Share

Bab 6

Author: Robert Martin
Cheryl tidak berniat memberitahu kebenarannya sekarang.

“Aku agak capek, jadi mau cuti kuliah beberapa hari dan jalan-jalan ke sekitar. Nggak akan pergi jauh.”

Cheryl bahkan menunjukkan panduan wisata yang sedang dibacanya.

Melihat Cheryl memang tidak berbohong, barulah Rikardo sedikit lega dan melepaskannya.

“Baguslah, aku tahu kamu bukan orang yang kecil hati. Hanya sebuah paten saja, kamu bisa membuatnya lagi.”

Tiba-tiba, ponselnya berdering. Telepon dari Yuseli yang di rumah sakit, “Kak Rikardo, kamu ke mana? Kak Sofiana bangun dan nggak melihat kamu di sampingnya, penyakitnya kambuh lagi. Sekarang dia menangis sambil mau menabrak tembok. Darahnya mengalir terus, cepat ke sini.”

Rikardo buru-buru bersiap keluar, tapi masih sempat menoleh mengingatkan,

“Pergilah kalau mau jalan-jalan melepaskan penat, tapi jangan terlalu jauh dari rumah.”

Cheryl tersenyum tanpa suara.

Dalam hati berkata, tenang saja, tidak akan terlalu jauh. Tapi cukup untuk membuat kalian tak bisa menemukanku.

Saat melewati halaman dan melihat tumpukan abu yang sudah tak terbentuk, Rikardo sempat mengernyit. Hatinya terasa tak nyaman.

Namun, dia segera menenangkan diri.

Cheryl saja sudah begitu kejam padanya, dia tak perlu lagi merasa bersalah pada orang seperti itu.

Hanya saja, entah kenapa dia tetap merasa Cheryl seperti sedang menyembunyikan sesuatu.

“Jangan pikirkan yang aneh-aneh, emangnya dia bisa ke mana?”

“Sekarang yang penting adalah menjaga Sofiana, nggak boleh malah pikirkan yang lain.”

Mengingat Sofiana, Rikardo kembali membuang bayangan Cheryl dari pikirannya.

Beberapa hari berikutnya, Cheryl ikut tur dan mengunjungi semua tempat wisata terkenal di kota.

Teman-teman di rombongan semuanya sebaya dengannya, suasana sangat menyenangkan.

Mereka melihat matahari terbenam di puncak gunung, bernyanyi dan barbekyu di bawah taburan bintang.

Di sini, Cheryl tak lagi terluka oleh keluarga atau cinta. Dia semakin yakin, manusia memang seharusnya hidup untuk dirinya sendiri.
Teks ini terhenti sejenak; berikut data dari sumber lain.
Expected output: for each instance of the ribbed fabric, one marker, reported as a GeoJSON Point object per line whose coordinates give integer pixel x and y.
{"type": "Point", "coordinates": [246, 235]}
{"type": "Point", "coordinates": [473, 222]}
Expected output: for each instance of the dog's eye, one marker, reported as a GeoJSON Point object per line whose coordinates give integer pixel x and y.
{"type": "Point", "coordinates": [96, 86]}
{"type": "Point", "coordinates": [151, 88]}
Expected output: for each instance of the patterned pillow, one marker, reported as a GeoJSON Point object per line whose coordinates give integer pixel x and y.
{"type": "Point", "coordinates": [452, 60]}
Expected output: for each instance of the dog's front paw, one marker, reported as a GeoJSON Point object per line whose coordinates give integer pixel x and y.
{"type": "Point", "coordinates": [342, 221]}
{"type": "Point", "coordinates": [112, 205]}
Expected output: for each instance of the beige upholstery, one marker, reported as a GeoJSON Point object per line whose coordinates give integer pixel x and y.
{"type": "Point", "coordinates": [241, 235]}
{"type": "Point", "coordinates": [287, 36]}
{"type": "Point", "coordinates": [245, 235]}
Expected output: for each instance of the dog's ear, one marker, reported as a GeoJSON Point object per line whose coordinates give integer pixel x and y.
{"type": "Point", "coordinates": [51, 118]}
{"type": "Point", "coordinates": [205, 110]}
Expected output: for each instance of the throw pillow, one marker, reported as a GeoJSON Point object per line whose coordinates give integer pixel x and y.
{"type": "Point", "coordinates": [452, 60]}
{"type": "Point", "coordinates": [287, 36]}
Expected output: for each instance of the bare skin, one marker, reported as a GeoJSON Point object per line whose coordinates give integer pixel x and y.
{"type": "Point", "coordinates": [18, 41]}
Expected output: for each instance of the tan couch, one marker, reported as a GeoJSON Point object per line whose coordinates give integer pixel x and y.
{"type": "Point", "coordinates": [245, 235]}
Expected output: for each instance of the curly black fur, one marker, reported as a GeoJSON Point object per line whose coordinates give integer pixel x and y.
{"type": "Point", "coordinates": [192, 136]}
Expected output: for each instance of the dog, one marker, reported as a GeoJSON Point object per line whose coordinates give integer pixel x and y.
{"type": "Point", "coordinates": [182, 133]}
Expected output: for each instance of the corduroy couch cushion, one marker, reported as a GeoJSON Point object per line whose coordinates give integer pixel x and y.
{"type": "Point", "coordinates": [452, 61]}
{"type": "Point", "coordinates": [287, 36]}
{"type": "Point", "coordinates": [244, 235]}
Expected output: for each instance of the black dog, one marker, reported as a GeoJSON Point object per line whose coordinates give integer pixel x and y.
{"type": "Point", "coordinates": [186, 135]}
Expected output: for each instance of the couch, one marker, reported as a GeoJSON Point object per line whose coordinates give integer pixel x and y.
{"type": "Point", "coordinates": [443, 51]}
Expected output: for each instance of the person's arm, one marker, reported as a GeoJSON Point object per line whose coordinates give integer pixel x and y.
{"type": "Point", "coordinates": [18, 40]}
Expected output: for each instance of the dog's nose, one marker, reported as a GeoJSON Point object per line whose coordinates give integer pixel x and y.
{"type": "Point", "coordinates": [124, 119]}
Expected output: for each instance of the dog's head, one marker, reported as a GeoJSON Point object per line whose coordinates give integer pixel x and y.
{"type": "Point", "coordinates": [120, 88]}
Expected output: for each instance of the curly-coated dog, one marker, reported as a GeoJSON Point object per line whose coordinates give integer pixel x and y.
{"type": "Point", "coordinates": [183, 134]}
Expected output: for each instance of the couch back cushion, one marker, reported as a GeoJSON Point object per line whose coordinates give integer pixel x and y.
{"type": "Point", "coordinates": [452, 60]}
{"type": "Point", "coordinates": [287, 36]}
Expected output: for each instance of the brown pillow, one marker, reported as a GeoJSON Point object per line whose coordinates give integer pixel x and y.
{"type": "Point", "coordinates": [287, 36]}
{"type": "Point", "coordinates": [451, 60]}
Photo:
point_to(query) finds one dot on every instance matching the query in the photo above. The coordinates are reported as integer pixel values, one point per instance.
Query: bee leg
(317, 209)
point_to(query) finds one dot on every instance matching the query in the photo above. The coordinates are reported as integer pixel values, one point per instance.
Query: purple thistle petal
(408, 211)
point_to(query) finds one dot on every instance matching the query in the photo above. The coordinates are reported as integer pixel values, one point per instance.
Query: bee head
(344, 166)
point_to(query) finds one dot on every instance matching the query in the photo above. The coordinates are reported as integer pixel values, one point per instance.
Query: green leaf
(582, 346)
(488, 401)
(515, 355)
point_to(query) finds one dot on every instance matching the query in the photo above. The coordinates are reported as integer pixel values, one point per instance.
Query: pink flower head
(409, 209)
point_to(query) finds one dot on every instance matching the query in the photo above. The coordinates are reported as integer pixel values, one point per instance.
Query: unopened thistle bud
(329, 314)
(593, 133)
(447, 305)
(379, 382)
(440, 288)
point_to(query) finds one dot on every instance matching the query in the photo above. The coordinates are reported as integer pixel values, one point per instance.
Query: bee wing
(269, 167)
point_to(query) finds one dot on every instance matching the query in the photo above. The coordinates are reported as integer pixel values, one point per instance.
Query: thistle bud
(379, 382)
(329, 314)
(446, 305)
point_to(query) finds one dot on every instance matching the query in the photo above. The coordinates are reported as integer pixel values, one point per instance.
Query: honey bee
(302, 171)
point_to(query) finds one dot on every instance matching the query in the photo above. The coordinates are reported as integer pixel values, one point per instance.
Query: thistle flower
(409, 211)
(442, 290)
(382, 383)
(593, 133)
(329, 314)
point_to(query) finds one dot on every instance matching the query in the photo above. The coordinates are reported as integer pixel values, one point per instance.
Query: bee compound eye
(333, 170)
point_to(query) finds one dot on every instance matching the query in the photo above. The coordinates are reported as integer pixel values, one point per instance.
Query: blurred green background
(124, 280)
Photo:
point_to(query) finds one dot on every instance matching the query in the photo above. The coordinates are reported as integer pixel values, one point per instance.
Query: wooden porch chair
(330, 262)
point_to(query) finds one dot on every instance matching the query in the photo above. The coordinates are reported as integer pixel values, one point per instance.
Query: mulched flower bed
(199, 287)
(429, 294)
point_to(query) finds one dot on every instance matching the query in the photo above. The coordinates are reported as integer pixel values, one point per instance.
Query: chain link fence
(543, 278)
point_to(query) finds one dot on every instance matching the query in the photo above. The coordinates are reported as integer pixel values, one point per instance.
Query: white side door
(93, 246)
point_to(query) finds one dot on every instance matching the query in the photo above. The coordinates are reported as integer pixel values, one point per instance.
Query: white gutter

Perhentian terakhir perjalanan adalah sebuah restoran taman yang sangat mewah.

Cheryl baru saja menemukan tempat duduk dekat jendela, siap menikmati dengan tenang, tiba-tiba melihat seseorang masuk.

Itu Sofiana.

Hari ini adalah hari dia keluar dari rumah sakit.

Seluruh keluarga datang untuk merayakannya.

Mereka memilih tempat paling mencolok untuk duduk.

Ada sampanye, hadiah dan kue.

Semua ini adalah hal-hal yang tak pernah dimiliki Cheryl dan kini semuanya tersaji di depan Sofiana, bagaikan seorang putri kecil dan boleh pilih sesuka hati.

Melihat Hendra menuangkan alkohol untuk Sofiana, Rikardo berkata dengan cemas, “Om Hendra, Sofiana baru keluar dari rumah sakit, jangan dikasih minum alkohol.”

“Sayang sekali alkohol ini kalau nggak ada yang menemaniku minum? Rikardo, bagaimana kalau kamu yang gantikan dia minum saja?”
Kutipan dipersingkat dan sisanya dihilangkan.